When Tosh McKinlay went off injured, Dundee threw striker Albert Kidd into the fray. Kidd hooked his first goal into the roof of the net after 83 minutes and added his second before full-time. His goals had much the same devastating impact as exploding bullets.
Hearts faced Aberdeen in the Scottish Cup Final the following weekend. After days spent expelling their mental anguish, the Tynecastle players were given a painful dose of PTSD when Alex Ferguson and his assistant Willie Garner arranged for their Aberdeen side to be waiting in the foyer of the National Stadium when they arrived.
“Fergie got us there early and told Willie to wait for the Hearts boys coming into Hampden before the final,” remembers former Dons midfielder John McMaster.

“And the boys were told to say to the Hearts players, ‘That was unlucky last week…’
“They’d spent a full week with a psychiatrist trying to get that Dens Park trauma out of their heads and there was Fergie putting it right back into them. He calculated that their brains would be blown out by what had happened the week before. We had the cup won by half-time…”
Twenty-something footballers drawn from various parts of the planet, the current Hearts team are untainted by the failures of the past. The last time the Tynecastle club had even an outside chance of winning the league, most had yet to be born.

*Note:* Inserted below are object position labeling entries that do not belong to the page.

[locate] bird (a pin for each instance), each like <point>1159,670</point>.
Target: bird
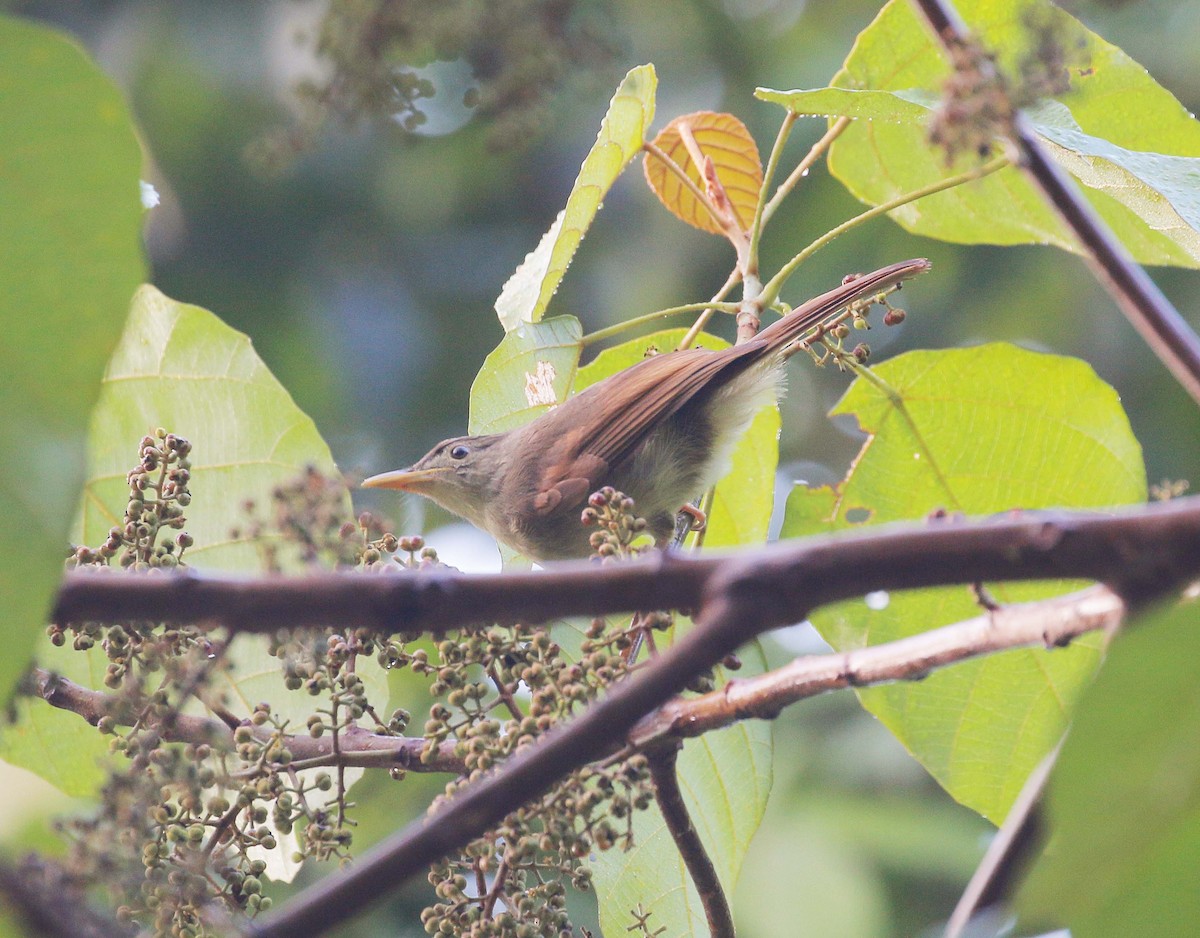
<point>661,431</point>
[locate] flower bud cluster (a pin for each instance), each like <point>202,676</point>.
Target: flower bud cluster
<point>618,527</point>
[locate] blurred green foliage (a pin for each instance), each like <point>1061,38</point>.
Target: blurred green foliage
<point>366,269</point>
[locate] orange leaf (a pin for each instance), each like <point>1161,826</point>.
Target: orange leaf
<point>726,142</point>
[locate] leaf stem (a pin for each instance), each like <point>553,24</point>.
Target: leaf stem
<point>777,151</point>
<point>678,170</point>
<point>804,166</point>
<point>618,328</point>
<point>702,319</point>
<point>771,290</point>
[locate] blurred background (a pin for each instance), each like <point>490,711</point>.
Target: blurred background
<point>363,258</point>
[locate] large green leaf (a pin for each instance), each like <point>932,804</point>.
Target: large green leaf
<point>976,431</point>
<point>180,367</point>
<point>1123,803</point>
<point>725,776</point>
<point>1122,136</point>
<point>743,500</point>
<point>725,779</point>
<point>532,286</point>
<point>529,372</point>
<point>70,259</point>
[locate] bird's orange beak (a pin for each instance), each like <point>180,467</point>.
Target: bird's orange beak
<point>408,480</point>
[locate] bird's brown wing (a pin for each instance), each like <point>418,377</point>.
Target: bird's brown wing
<point>653,390</point>
<point>643,396</point>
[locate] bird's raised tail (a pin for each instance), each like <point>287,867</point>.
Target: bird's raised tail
<point>827,305</point>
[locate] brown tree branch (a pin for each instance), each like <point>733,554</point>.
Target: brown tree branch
<point>906,555</point>
<point>1049,623</point>
<point>1144,305</point>
<point>687,839</point>
<point>359,747</point>
<point>1009,852</point>
<point>1143,553</point>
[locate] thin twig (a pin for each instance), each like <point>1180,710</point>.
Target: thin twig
<point>1146,552</point>
<point>1145,306</point>
<point>804,166</point>
<point>759,222</point>
<point>688,842</point>
<point>772,288</point>
<point>702,319</point>
<point>600,335</point>
<point>1008,851</point>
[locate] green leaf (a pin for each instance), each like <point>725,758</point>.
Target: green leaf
<point>528,373</point>
<point>1128,140</point>
<point>528,290</point>
<point>973,431</point>
<point>70,259</point>
<point>180,367</point>
<point>725,777</point>
<point>742,505</point>
<point>1123,801</point>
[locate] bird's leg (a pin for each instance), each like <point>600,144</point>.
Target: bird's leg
<point>699,519</point>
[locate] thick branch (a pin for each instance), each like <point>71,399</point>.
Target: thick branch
<point>687,840</point>
<point>1150,312</point>
<point>1144,552</point>
<point>359,747</point>
<point>1131,551</point>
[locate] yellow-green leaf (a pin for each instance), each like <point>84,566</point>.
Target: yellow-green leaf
<point>70,259</point>
<point>1125,138</point>
<point>527,293</point>
<point>180,367</point>
<point>977,431</point>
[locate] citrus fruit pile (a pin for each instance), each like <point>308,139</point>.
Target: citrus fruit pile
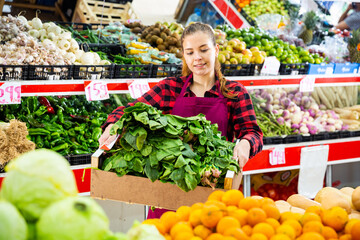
<point>230,216</point>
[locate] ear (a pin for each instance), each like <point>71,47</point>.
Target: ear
<point>217,49</point>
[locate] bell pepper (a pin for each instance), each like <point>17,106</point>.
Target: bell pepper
<point>38,131</point>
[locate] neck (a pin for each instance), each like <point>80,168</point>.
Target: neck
<point>205,82</point>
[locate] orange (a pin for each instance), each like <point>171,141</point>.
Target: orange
<point>312,236</point>
<point>202,231</point>
<point>255,216</point>
<point>240,215</point>
<point>350,224</point>
<point>313,226</point>
<point>355,231</point>
<point>346,237</point>
<point>248,203</point>
<point>197,206</point>
<point>264,228</point>
<point>295,225</point>
<point>316,209</point>
<point>237,233</point>
<point>280,237</point>
<point>247,229</point>
<point>266,200</point>
<point>184,236</point>
<point>215,236</point>
<point>183,213</point>
<point>232,197</point>
<point>287,230</point>
<point>211,215</point>
<point>271,211</point>
<point>328,233</point>
<point>196,238</point>
<point>226,223</point>
<point>286,216</point>
<point>258,236</point>
<point>273,222</point>
<point>158,224</point>
<point>180,227</point>
<point>168,219</point>
<point>195,217</point>
<point>307,217</point>
<point>216,195</point>
<point>336,217</point>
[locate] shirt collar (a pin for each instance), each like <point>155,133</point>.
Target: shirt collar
<point>210,93</point>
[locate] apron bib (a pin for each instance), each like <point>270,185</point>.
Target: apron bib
<point>214,109</point>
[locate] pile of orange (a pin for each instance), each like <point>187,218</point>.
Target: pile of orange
<point>230,216</point>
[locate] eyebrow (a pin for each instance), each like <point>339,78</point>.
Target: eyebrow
<point>199,47</point>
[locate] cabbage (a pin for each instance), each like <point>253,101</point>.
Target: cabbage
<point>12,224</point>
<point>144,232</point>
<point>74,218</point>
<point>37,179</point>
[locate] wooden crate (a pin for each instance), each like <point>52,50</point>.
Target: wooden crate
<point>92,11</point>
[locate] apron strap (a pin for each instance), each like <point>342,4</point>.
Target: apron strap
<point>182,93</point>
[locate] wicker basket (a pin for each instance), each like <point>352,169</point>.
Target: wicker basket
<point>91,11</point>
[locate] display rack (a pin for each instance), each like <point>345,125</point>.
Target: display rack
<point>343,150</point>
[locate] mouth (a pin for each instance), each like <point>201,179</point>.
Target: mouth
<point>200,65</point>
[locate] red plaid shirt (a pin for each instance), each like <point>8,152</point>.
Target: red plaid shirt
<point>242,121</point>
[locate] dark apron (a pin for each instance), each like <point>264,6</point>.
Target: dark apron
<point>214,109</point>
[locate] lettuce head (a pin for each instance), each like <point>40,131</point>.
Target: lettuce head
<point>74,218</point>
<point>12,224</point>
<point>37,179</point>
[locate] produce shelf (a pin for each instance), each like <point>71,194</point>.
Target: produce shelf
<point>117,85</point>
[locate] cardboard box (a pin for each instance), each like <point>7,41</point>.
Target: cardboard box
<point>140,190</point>
<point>346,68</point>
<point>321,68</point>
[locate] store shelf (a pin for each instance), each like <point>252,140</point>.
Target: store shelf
<point>83,186</point>
<point>76,87</point>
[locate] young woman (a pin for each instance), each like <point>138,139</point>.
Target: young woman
<point>203,89</point>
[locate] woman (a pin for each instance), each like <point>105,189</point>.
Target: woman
<point>203,89</point>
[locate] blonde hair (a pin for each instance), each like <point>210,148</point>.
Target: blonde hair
<point>207,29</point>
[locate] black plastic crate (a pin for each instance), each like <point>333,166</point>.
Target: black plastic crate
<point>80,159</point>
<point>50,72</point>
<point>292,139</point>
<point>132,71</point>
<point>273,140</point>
<point>166,70</point>
<point>75,26</point>
<point>294,69</point>
<point>93,71</point>
<point>345,134</point>
<point>13,72</point>
<point>237,69</point>
<point>109,49</point>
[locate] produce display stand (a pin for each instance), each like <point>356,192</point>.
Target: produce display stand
<point>342,150</point>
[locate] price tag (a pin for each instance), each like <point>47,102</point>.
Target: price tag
<point>307,84</point>
<point>10,93</point>
<point>96,90</point>
<point>277,156</point>
<point>137,88</point>
<point>271,66</point>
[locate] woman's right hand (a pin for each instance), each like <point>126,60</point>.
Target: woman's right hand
<point>106,138</point>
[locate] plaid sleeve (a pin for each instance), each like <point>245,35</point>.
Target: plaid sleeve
<point>153,97</point>
<point>244,119</point>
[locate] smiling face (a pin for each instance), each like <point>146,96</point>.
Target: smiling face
<point>200,53</point>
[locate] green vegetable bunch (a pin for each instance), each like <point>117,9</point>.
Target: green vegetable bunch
<point>169,148</point>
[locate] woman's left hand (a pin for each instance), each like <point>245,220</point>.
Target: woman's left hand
<point>242,152</point>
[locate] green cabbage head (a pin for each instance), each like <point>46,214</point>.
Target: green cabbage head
<point>37,179</point>
<point>74,218</point>
<point>12,224</point>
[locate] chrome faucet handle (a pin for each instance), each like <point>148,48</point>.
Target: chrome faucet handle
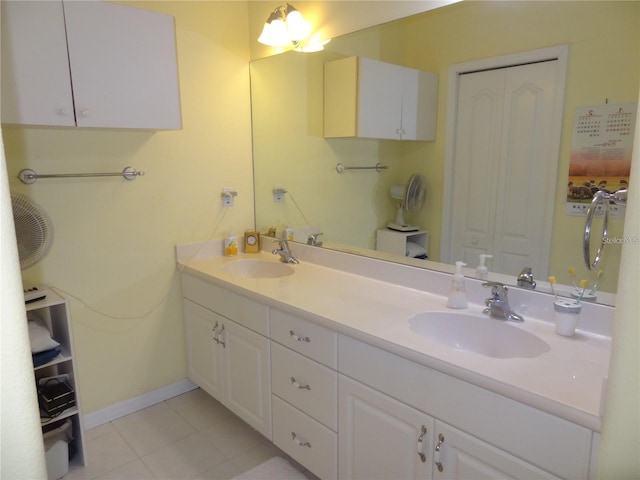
<point>313,239</point>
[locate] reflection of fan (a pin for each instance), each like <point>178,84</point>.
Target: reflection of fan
<point>411,198</point>
<point>34,230</point>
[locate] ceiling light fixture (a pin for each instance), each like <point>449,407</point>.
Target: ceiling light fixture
<point>285,26</point>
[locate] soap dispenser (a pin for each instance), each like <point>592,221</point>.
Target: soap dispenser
<point>458,293</point>
<point>482,271</point>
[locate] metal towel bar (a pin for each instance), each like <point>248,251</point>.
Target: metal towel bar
<point>28,176</point>
<point>340,168</point>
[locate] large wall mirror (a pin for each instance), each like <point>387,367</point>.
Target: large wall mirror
<point>290,152</point>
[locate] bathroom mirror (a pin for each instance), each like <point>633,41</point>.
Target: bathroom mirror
<point>292,157</point>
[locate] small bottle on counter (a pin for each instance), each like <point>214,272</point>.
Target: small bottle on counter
<point>458,292</point>
<point>482,271</point>
<point>230,245</point>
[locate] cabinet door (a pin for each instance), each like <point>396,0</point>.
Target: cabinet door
<point>247,375</point>
<point>380,437</point>
<point>123,66</point>
<point>380,100</point>
<point>36,87</point>
<point>462,456</point>
<point>203,363</point>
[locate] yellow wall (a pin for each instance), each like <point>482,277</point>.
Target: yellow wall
<point>114,240</point>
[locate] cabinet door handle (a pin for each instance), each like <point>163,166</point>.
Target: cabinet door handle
<point>214,329</point>
<point>299,442</point>
<point>295,383</point>
<point>298,338</point>
<point>423,432</point>
<point>436,454</point>
<point>221,338</point>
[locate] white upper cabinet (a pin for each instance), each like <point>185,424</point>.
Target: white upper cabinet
<point>372,99</point>
<point>88,64</point>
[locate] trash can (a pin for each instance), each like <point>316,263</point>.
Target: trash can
<point>56,447</point>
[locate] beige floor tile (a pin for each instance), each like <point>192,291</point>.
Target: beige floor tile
<point>104,454</point>
<point>199,409</point>
<point>256,455</point>
<point>153,428</point>
<point>224,471</point>
<point>185,458</point>
<point>135,470</point>
<point>233,436</point>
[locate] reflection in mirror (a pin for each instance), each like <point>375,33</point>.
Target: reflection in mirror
<point>291,153</point>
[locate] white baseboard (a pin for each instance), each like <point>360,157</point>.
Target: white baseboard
<point>134,404</point>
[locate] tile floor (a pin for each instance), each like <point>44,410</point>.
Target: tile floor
<point>191,436</point>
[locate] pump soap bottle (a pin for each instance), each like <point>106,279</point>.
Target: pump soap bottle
<point>458,293</point>
<point>482,271</point>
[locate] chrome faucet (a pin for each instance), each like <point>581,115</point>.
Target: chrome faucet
<point>313,239</point>
<point>285,252</point>
<point>525,279</point>
<point>498,303</point>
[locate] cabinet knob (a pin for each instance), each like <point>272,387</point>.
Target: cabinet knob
<point>298,338</point>
<point>436,453</point>
<point>299,442</point>
<point>423,432</point>
<point>298,385</point>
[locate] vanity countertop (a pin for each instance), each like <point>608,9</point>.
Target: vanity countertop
<point>567,381</point>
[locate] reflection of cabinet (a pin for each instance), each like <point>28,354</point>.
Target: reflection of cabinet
<point>393,241</point>
<point>368,98</point>
<point>90,64</point>
<point>305,392</point>
<point>53,311</point>
<point>229,359</point>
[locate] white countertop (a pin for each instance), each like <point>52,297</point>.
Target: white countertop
<point>566,381</point>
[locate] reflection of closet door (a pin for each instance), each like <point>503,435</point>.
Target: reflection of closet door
<point>505,166</point>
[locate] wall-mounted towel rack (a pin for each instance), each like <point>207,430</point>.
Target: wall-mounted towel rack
<point>340,168</point>
<point>28,176</point>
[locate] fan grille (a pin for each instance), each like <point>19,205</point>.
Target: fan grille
<point>34,230</point>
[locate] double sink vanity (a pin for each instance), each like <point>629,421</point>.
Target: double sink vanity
<point>356,369</point>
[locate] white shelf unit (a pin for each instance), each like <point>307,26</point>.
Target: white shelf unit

In 1998, a three-horse title race bore echoes of the current campaign. While Hearts were never fixtures at the summit, they hung on to the coattails of Glasgow’s big two until April, when a drop off in the final five games of the season proved calamitous. Jim Jefferies had spent months telling his players to beat all the other teams and cross the obstacles posed by Celtic and Rangers when they came to them. They couldn’t do it.
“I still think back to a game on a Wednesday night close to the end against Motherwell,” Jefferies tells Nutmeg FC.